Of course shared structs make sense, it's what allows implementing any
non-trivial shared type.
static Atomic!int counter;
inside a function is perfectly fine. And, as somebody already mentioned
in this thread, omitting 'static' should cause a build failure; right
now it is accepted, even when written as
shared Atomic!int counter;
The problem? 'shared' is silently dropped. Move the counter from a struct
into a function after realizing it's only accessed from one place, forget
to add 'static' - and the result will compile w/o even a warning.
>
>>> If you notice, I never allow shared values to be stored on the stack, they
>>> are always going to be stored on the heap. We can use this to our
>>> advantage -- using special allocators that are specific to shared data, we
>>> can ensure the synchronization tools necessary to protect this data gets
>>> allocated on the heap along side it. I'm not sure exactly how this could
>>> work, but I was thinking, instead of allocating a monitor based on the
>>> *type* (i.e. a class), you allocate it based on whether it's *shared* or
>>> not. Since I can never create a shared struct X on the stack, it must be
>>> in the heap, so...
>>>
>>> struct X
>>> {
>>> int y;
>>> }
>>>
>>> shared(X) *x = new shared(X);
>>>
>>> synchronized(x) // scope-locks hidden allocated monitor object
>>> {
>>> x.y = 5;
>>> }
>>>
>>> x.y = 5; // should we disallow this, or maybe even auto-lock x?
>>>
>>> Hm... another idea -- you can't extract any piece of an aggregate. That
>>> is, it would be illegal to do:
>>>
>>> shared(int)* myYptr = &x.y;
>>>
>>> because that would work around the synchronization.
>>
>> That's too restrictive. It would overload 'shared' even more. If you
>> want that kind of synchronize magic to work, just allow:
>>
>> shared synchronized(optional_locking_primitive) struct S {
>> ...
>> }
>>
>> And *now* 'x.y = 5' can do its magic, while '&x.y' can be disallowed.
>>
>>
>> shared struct S {
>> Atomic!int i;
>> }
>> shared(S)* p = ...
>> p.i += 1;
>>
>> should work, so accessing fields must remain possible.
>
> OK. You are right, synchronized may be overkill for basic types.
>
>>> auto would have to strip shared:
>>>
>>> auto myY = x.y; // typeof(myY) == int.
>>
>> Hmm, i'm not sure about this, maybe it should be disallowed; it could
>> only strip 'shared' from the head anyway.
>
> Yes, head stripping. I think it should be allowed. For instance, if you
> wanted to read a shared double, and take the cosine of it, this should be
> allowed:
>
> auto n = cos(sharedValue);
>
> If it's not, the alternatives are:
>
> auto n = cos(cast()sharedValue);
>
> or
>
> double v = sharedValue; // explicit removal of shared
> auto m = cos(v);
>
> Neither of these look necessary, I think just allowing shared value types to
> automatically convert to non-shared versions works the best.

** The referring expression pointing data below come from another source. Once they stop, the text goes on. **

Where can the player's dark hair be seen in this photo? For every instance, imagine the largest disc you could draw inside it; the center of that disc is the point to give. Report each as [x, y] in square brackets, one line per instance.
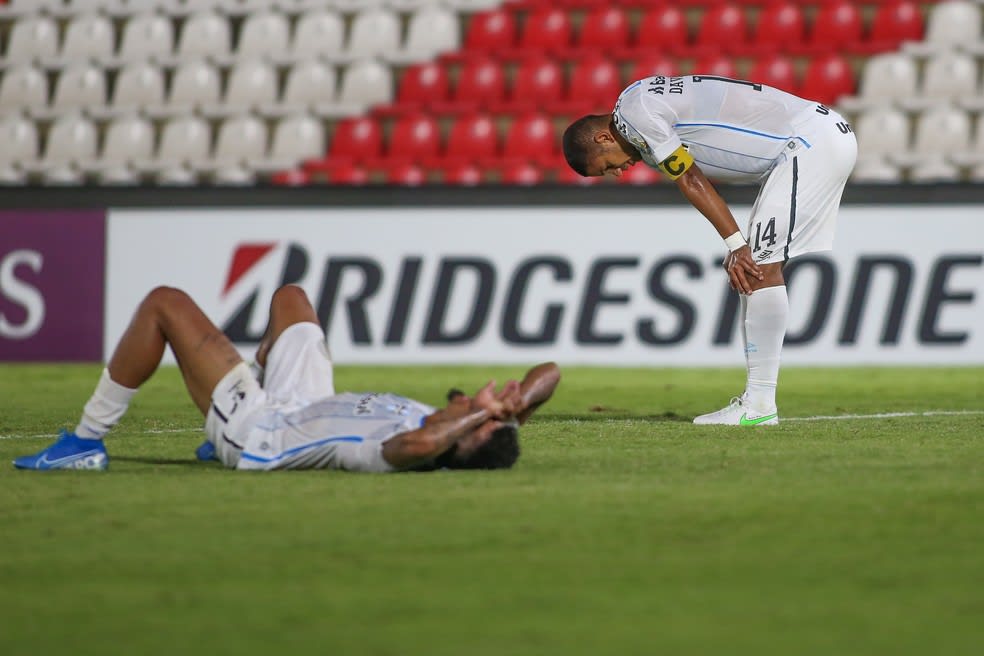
[578, 141]
[500, 451]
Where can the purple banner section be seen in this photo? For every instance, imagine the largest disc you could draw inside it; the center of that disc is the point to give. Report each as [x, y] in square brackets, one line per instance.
[52, 270]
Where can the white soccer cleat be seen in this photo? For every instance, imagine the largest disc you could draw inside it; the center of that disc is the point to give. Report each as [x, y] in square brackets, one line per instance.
[738, 414]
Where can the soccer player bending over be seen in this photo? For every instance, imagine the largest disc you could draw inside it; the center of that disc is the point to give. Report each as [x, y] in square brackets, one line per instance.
[294, 419]
[799, 151]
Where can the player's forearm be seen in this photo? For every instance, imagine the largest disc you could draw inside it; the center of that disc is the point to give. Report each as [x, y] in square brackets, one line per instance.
[697, 189]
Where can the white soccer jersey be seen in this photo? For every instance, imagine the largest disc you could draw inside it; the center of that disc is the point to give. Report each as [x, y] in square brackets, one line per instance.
[736, 131]
[344, 431]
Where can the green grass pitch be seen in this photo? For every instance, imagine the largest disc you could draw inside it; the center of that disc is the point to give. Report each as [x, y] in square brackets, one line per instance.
[623, 530]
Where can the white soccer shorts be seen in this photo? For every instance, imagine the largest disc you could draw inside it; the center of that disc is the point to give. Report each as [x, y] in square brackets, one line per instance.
[796, 209]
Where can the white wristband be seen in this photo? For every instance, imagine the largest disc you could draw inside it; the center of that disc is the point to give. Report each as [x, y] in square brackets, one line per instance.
[735, 241]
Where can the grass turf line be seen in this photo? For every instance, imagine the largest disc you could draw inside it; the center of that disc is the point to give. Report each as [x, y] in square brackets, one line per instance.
[624, 529]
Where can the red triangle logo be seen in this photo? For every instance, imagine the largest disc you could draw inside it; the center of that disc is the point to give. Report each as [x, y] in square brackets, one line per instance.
[245, 257]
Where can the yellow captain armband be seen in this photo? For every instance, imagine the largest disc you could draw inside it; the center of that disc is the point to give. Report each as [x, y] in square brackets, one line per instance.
[676, 164]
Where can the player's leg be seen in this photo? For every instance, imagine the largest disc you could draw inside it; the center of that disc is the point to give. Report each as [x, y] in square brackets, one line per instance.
[166, 316]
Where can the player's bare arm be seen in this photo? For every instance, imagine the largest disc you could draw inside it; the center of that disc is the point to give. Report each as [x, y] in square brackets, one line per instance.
[697, 189]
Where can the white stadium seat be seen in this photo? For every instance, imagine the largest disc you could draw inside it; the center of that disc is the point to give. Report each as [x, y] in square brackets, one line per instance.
[264, 34]
[20, 148]
[318, 33]
[23, 88]
[128, 140]
[146, 36]
[204, 35]
[373, 32]
[79, 87]
[365, 83]
[88, 37]
[32, 38]
[430, 32]
[885, 79]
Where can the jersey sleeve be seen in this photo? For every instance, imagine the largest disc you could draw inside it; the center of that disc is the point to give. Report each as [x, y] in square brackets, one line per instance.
[643, 122]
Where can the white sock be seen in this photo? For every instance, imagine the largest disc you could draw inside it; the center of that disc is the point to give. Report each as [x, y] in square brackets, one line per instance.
[106, 406]
[765, 327]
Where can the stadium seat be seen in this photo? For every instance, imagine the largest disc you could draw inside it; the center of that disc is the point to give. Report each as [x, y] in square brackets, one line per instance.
[365, 83]
[472, 138]
[295, 139]
[722, 29]
[23, 88]
[414, 137]
[828, 78]
[886, 78]
[204, 35]
[894, 22]
[538, 81]
[71, 143]
[263, 34]
[662, 28]
[955, 23]
[481, 83]
[146, 36]
[308, 83]
[430, 31]
[79, 86]
[318, 33]
[491, 31]
[194, 84]
[251, 84]
[422, 85]
[357, 139]
[595, 84]
[546, 30]
[138, 85]
[776, 71]
[20, 138]
[780, 27]
[605, 27]
[530, 138]
[128, 140]
[373, 32]
[32, 39]
[88, 37]
[652, 63]
[837, 26]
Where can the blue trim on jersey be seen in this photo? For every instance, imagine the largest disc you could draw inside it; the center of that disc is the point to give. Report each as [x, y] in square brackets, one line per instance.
[736, 129]
[290, 452]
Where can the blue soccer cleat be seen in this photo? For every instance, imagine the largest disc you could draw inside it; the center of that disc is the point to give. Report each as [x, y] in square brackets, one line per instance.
[206, 451]
[69, 452]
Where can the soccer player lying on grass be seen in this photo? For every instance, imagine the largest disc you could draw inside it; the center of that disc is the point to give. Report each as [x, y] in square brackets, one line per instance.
[293, 419]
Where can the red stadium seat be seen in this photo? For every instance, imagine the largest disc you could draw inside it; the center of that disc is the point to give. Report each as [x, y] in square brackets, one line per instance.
[538, 81]
[828, 78]
[664, 29]
[722, 28]
[837, 26]
[595, 83]
[780, 26]
[414, 137]
[491, 31]
[776, 71]
[472, 138]
[531, 138]
[604, 28]
[357, 139]
[422, 85]
[716, 64]
[895, 22]
[481, 82]
[464, 174]
[655, 63]
[547, 29]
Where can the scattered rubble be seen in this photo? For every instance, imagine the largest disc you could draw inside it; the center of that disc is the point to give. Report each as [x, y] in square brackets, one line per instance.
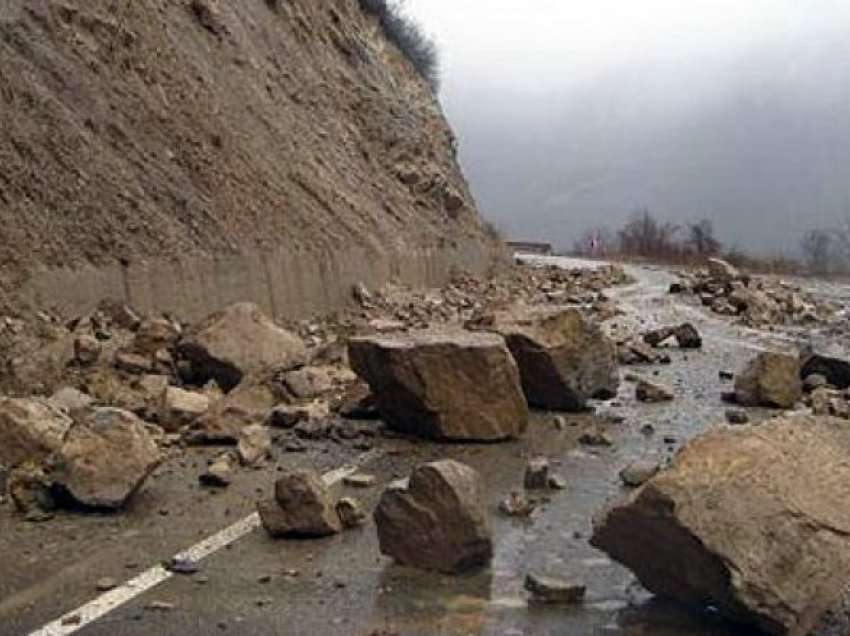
[751, 521]
[771, 379]
[302, 507]
[686, 335]
[537, 474]
[756, 301]
[350, 512]
[237, 342]
[451, 385]
[639, 472]
[653, 393]
[517, 504]
[254, 445]
[438, 522]
[564, 359]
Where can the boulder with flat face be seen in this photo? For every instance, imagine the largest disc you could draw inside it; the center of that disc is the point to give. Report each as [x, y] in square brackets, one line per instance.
[105, 458]
[302, 507]
[438, 522]
[453, 385]
[751, 520]
[564, 359]
[238, 341]
[772, 380]
[30, 430]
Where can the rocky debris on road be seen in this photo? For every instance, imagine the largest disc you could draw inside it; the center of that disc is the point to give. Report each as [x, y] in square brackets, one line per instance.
[834, 371]
[653, 393]
[254, 445]
[71, 400]
[752, 521]
[288, 416]
[639, 472]
[87, 350]
[516, 504]
[438, 522]
[104, 459]
[756, 301]
[564, 359]
[360, 480]
[686, 335]
[30, 430]
[633, 351]
[737, 417]
[451, 385]
[596, 438]
[236, 342]
[350, 512]
[302, 507]
[536, 474]
[180, 408]
[219, 473]
[771, 379]
[29, 488]
[553, 591]
[832, 402]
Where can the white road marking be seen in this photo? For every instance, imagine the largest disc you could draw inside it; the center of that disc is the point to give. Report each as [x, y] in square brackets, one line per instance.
[75, 620]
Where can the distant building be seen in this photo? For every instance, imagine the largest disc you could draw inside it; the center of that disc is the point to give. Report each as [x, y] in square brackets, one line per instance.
[531, 247]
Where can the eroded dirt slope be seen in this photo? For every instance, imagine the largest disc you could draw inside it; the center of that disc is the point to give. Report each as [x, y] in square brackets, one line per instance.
[165, 130]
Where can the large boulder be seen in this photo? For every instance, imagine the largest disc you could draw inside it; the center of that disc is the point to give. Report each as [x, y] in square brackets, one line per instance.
[30, 430]
[105, 458]
[302, 507]
[238, 341]
[438, 522]
[771, 379]
[835, 370]
[753, 521]
[563, 358]
[453, 385]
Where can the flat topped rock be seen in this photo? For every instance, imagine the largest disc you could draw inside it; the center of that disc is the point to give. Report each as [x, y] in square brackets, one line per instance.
[449, 385]
[751, 520]
[564, 359]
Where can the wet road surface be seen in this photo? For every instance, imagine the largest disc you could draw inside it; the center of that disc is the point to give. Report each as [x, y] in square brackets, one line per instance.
[342, 585]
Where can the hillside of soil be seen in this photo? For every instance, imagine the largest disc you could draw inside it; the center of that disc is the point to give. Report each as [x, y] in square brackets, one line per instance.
[180, 155]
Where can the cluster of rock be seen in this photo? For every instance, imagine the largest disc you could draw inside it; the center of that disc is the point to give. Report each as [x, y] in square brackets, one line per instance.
[756, 301]
[743, 521]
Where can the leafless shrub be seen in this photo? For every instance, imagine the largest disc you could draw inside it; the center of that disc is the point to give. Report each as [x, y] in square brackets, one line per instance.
[408, 36]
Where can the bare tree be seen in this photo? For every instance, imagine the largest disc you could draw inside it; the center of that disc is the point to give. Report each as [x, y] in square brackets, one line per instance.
[701, 238]
[644, 235]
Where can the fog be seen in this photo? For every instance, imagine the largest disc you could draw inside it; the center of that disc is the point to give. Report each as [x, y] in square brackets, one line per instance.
[576, 113]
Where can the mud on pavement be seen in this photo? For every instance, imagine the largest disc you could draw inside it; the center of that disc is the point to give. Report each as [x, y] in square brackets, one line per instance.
[342, 584]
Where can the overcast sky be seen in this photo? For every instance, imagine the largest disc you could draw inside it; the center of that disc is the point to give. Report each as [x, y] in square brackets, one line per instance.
[583, 109]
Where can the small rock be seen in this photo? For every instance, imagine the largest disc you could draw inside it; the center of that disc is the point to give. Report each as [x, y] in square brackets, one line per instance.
[537, 474]
[596, 438]
[254, 445]
[556, 482]
[735, 416]
[183, 566]
[359, 480]
[516, 505]
[653, 393]
[302, 507]
[350, 512]
[639, 472]
[219, 474]
[105, 584]
[546, 589]
[86, 350]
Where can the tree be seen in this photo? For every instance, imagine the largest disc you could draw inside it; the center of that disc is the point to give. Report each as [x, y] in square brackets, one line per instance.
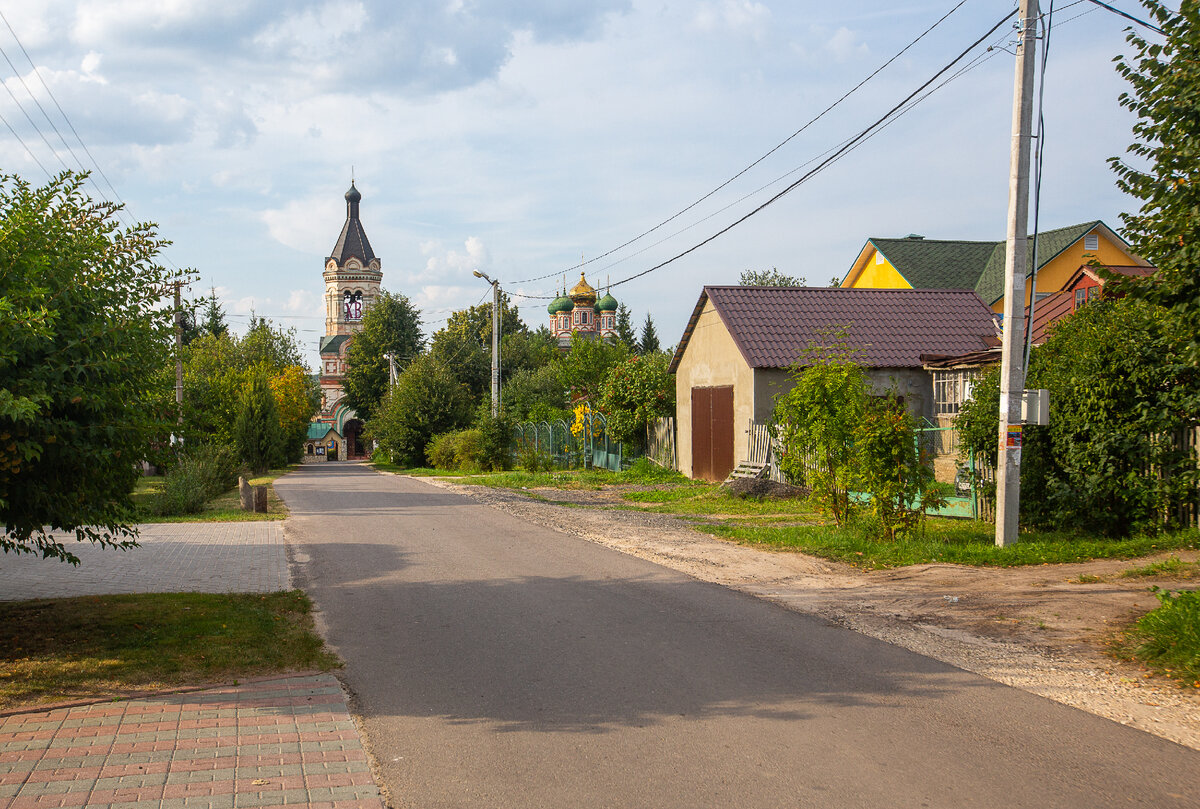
[297, 399]
[217, 367]
[625, 331]
[635, 393]
[257, 431]
[465, 343]
[649, 341]
[583, 369]
[817, 418]
[772, 277]
[427, 400]
[1121, 387]
[83, 336]
[214, 317]
[1165, 96]
[393, 325]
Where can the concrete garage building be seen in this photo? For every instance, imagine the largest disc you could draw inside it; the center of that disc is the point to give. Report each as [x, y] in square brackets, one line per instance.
[735, 354]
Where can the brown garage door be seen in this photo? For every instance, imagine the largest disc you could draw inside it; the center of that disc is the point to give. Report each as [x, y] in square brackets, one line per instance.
[712, 432]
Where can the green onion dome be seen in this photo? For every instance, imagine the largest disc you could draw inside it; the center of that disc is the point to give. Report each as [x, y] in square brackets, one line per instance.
[561, 304]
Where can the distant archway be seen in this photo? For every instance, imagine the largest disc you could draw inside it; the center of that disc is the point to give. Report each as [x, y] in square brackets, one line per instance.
[355, 448]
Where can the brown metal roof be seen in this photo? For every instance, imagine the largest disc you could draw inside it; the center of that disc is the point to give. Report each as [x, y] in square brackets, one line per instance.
[892, 328]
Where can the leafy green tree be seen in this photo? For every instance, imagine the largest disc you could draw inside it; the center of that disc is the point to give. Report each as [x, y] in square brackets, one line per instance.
[257, 431]
[636, 391]
[83, 337]
[427, 400]
[217, 367]
[817, 419]
[391, 325]
[772, 277]
[583, 369]
[1165, 172]
[625, 331]
[1121, 388]
[534, 395]
[465, 345]
[649, 341]
[891, 468]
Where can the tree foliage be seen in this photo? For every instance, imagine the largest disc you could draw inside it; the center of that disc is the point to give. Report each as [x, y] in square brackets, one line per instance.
[257, 431]
[216, 369]
[625, 331]
[817, 419]
[83, 336]
[636, 391]
[1164, 77]
[1121, 388]
[649, 340]
[391, 325]
[772, 277]
[583, 369]
[427, 400]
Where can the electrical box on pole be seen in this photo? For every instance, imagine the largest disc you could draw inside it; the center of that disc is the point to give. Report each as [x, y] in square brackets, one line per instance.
[1012, 371]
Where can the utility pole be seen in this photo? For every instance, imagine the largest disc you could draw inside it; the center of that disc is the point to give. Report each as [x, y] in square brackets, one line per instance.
[179, 354]
[496, 342]
[1012, 371]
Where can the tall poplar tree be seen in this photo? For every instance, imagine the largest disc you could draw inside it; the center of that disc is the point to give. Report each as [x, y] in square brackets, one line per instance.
[1164, 77]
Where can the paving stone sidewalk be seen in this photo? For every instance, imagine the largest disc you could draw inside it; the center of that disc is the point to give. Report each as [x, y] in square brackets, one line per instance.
[179, 557]
[287, 742]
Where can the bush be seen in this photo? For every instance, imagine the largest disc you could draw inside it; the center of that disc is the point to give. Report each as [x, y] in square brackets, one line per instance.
[197, 477]
[1169, 637]
[531, 459]
[496, 443]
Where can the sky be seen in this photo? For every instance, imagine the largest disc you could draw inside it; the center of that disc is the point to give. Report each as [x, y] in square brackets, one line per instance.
[523, 137]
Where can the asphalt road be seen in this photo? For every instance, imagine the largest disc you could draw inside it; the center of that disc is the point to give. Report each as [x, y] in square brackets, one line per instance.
[499, 664]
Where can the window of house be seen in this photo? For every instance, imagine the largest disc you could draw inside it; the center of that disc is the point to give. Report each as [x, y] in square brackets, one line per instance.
[951, 389]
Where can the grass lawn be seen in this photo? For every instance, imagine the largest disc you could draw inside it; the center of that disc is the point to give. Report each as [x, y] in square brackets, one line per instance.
[103, 646]
[223, 508]
[957, 541]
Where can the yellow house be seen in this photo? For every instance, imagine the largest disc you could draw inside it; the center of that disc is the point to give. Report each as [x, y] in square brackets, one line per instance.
[917, 263]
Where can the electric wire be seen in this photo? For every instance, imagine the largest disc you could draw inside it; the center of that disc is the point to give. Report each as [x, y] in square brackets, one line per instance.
[840, 151]
[1129, 17]
[768, 154]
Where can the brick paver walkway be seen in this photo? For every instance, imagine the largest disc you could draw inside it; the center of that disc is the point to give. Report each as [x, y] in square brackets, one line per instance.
[273, 743]
[181, 557]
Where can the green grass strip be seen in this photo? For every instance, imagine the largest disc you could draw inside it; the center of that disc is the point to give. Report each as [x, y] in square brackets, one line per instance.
[102, 646]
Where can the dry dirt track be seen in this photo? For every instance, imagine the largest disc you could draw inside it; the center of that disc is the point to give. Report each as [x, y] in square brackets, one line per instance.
[1032, 628]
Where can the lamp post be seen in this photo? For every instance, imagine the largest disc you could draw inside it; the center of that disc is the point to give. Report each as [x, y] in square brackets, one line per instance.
[496, 342]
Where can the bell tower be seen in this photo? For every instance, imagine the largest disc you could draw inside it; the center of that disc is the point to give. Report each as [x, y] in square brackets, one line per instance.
[352, 285]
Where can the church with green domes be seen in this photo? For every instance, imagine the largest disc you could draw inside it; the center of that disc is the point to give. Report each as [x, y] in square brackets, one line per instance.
[579, 312]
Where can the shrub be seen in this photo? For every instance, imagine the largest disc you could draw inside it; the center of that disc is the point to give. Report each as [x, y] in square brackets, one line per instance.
[441, 451]
[1169, 637]
[496, 443]
[198, 475]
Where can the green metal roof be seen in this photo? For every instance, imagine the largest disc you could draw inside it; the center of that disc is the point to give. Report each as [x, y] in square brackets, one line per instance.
[936, 264]
[333, 343]
[979, 265]
[990, 285]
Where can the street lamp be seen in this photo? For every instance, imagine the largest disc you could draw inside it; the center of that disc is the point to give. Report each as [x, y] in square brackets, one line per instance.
[496, 342]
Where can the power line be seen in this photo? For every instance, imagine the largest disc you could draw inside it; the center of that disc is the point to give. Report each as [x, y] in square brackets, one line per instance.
[768, 154]
[1129, 17]
[850, 144]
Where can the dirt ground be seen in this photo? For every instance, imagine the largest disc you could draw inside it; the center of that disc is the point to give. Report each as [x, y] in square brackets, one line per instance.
[1035, 628]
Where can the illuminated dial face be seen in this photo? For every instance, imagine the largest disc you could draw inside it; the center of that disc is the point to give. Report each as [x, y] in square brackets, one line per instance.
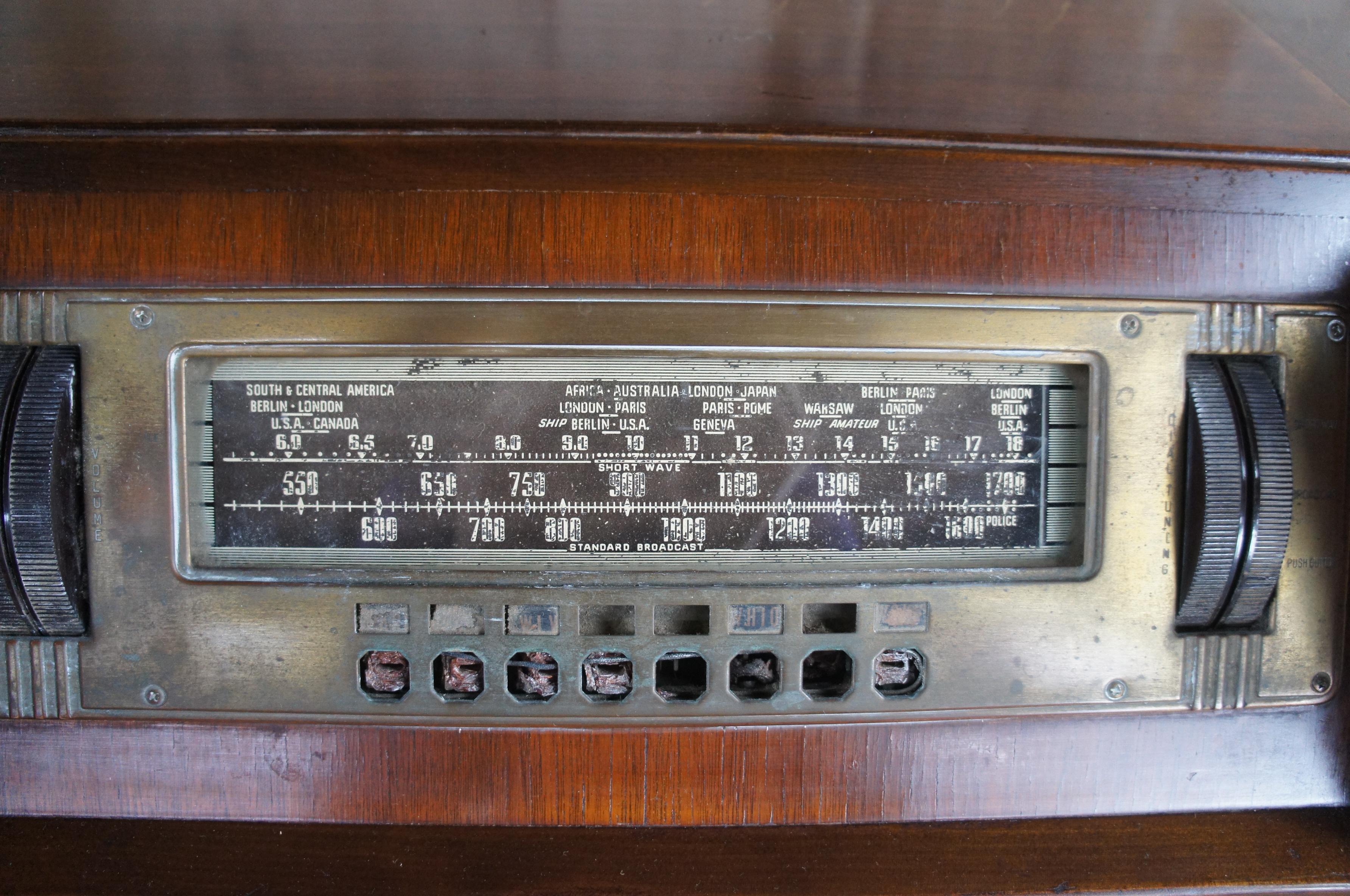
[555, 462]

If 'shared(VT)' implicitly converts to VT, then
auto myY = x.y; // typeof(myY) == shared(int)
would still be fine. So would
auto n = cos(x,y); // assuming some weird cos() that works on ints ;)
But I'm not sure allowing these implicit conversions is a good idea.
At least not yet. :)
>>> This is definitely not a complete proposal. But I wonder if this is the
>>> right direction?
>>
>> I think it is.
>
> good.
It's a small step in the right direction.